Painful diabetic neuropathy (original) (raw)

Polyneuropathy affects approximately 30–50% of all diabetic patients and is the most common form of neuropathy in the developed world [1]. Diabetic polyneuropathy encompasses several neuropathic syndromes, by far the most common of which is distal symmetrical sensory polyneuropathy (DSP). The two main clinical consequences of DSP—foot ulceration sometimes leading to amputation and painful neuropathy—are associated with high rates of patient morbidity and mortality [2]. There is now little doubt that glycaemic control and duration of diabetes are major determinants of DSP. A major European prospective study has recently shown that potentially modifiable, traditional markers of macrovascular disease, such as hypertension, hyperlipidaemia and smoking, are also independent risk factors [3].

Pain is the most distressing symptom and is the main factor that prompts the patient to seek medical advice [4]. Focal and multifocal diabetic neuropathies, such as isolated cranial nerve palsies and proximal lower limb motor neuropathy, may also be associated with pain. Few studies have investigated the prevalence of painful diabetic neuropathy, and these have reported a prevalence rate of 7–20%; the variation reflecting the different criteria used to define neuropathic pain [4]. Nearly 25% of the type 1 diabetic patients enrolled in the European Diabetes (EURODIAB) prospective study developed neuropathic symptoms over a 7-year period [3]. Thus, a high proportion of diabetic patients suffer from neuropathic pain and, unfortunately, current drug treatments are largely symptomatic and frequently ineffective [5].

The features of pain in DSP were documented in the latter part of the 19th century: Pavy observed that it was of burning and unremitting quality, often with a nocturnal exacerbation [6]. Patients describe their pain in various terms as burning, prickling (“pins and needles”), lancinating, shooting (“like an electric shock”), cramping, aching, and report also contact hypersensitivity (allodynia) and “dead feeling” (numbness) in their legs [4]. Walking is experienced by some patients as the sensation of walking barefoot on ‘pebbles’ or ‘scalding sand’. Others describe odd sensations of swelling in their feet. The spectrum of severity is wide. Some patients may have mild symptoms in a toe or two, others may have continuous painful symptoms involving both legs and extending to the upper limbs. In the latter case sleep is usually disturbed. It is therefore not surprising that such patients may be so disabled by the pain that they experience a reduction in their daily activities, or may even lose their employment, become profoundly depressed and have a poor quality of life [4].

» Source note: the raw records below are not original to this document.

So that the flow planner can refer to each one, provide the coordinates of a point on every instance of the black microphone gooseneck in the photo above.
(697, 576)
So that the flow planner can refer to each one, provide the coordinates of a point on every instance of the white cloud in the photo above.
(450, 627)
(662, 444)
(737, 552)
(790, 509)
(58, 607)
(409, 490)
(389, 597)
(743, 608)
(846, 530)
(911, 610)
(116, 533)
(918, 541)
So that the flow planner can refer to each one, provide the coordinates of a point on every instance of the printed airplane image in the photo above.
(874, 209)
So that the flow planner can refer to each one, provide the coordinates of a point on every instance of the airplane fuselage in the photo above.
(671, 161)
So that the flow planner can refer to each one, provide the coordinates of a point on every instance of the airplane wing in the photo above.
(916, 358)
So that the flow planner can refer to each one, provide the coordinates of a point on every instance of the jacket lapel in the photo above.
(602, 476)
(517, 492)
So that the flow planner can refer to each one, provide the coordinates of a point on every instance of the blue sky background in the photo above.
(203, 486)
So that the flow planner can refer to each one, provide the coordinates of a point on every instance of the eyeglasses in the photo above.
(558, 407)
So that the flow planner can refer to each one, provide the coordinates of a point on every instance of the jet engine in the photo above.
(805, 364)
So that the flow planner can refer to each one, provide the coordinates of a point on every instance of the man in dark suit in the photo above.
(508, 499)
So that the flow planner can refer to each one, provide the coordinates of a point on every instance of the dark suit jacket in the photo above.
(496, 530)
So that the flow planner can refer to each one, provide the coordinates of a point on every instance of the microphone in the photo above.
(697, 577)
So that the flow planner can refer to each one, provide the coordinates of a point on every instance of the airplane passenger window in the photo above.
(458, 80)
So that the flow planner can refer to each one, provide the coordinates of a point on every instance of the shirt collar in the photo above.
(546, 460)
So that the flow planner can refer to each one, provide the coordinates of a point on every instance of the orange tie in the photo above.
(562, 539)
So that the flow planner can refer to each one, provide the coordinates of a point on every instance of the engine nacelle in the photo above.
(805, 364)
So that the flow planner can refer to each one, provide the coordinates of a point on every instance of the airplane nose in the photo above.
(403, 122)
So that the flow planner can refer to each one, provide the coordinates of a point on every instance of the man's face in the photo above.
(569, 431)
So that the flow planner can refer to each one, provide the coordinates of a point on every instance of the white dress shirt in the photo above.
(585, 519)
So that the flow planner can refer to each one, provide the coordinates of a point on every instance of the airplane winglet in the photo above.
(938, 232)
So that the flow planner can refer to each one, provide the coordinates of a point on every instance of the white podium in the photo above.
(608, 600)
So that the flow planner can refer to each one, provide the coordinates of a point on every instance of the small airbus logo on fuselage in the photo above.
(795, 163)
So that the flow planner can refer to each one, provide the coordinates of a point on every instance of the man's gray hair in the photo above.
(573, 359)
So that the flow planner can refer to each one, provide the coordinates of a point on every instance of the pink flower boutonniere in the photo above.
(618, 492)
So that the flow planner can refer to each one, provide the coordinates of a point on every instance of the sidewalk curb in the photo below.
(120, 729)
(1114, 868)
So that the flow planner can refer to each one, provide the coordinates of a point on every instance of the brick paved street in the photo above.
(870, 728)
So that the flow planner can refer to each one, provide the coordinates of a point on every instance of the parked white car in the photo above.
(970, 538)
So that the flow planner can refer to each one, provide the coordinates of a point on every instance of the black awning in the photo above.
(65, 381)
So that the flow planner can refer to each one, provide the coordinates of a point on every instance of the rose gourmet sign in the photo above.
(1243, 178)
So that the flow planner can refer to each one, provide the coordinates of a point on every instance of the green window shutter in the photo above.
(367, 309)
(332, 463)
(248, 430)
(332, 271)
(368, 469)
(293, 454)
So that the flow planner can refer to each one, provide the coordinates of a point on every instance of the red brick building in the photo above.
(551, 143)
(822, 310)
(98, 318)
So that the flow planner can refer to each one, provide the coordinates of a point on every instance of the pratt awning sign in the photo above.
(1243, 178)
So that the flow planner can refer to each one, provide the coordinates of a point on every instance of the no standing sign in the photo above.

Neuropathic pain may present acutely within the context of very poor glycaemic control, typically in type 1 subjects (acute painful neuropathy of poor glycaemic control) or after the initiation of treatment (acute painful neuropathy of rapid glycaemic control) [7]. These acute syndromes are relatively rare compared with the chronic painful neuropathy associated with DSP, and are associated with a rapid build-up of unpleasant sensory symptoms within weeks. This leads to persistent burning pain in the lower limbs, paraesthesiae and allodynia, with a nocturnal exacerbation of symptoms [7]. Depression and precipitous weight loss may also feature. Sensory loss is often mild or absent, and there are no motor signs. Thankfully, in acute painful neuropathies, symptoms may resolve within a year [7].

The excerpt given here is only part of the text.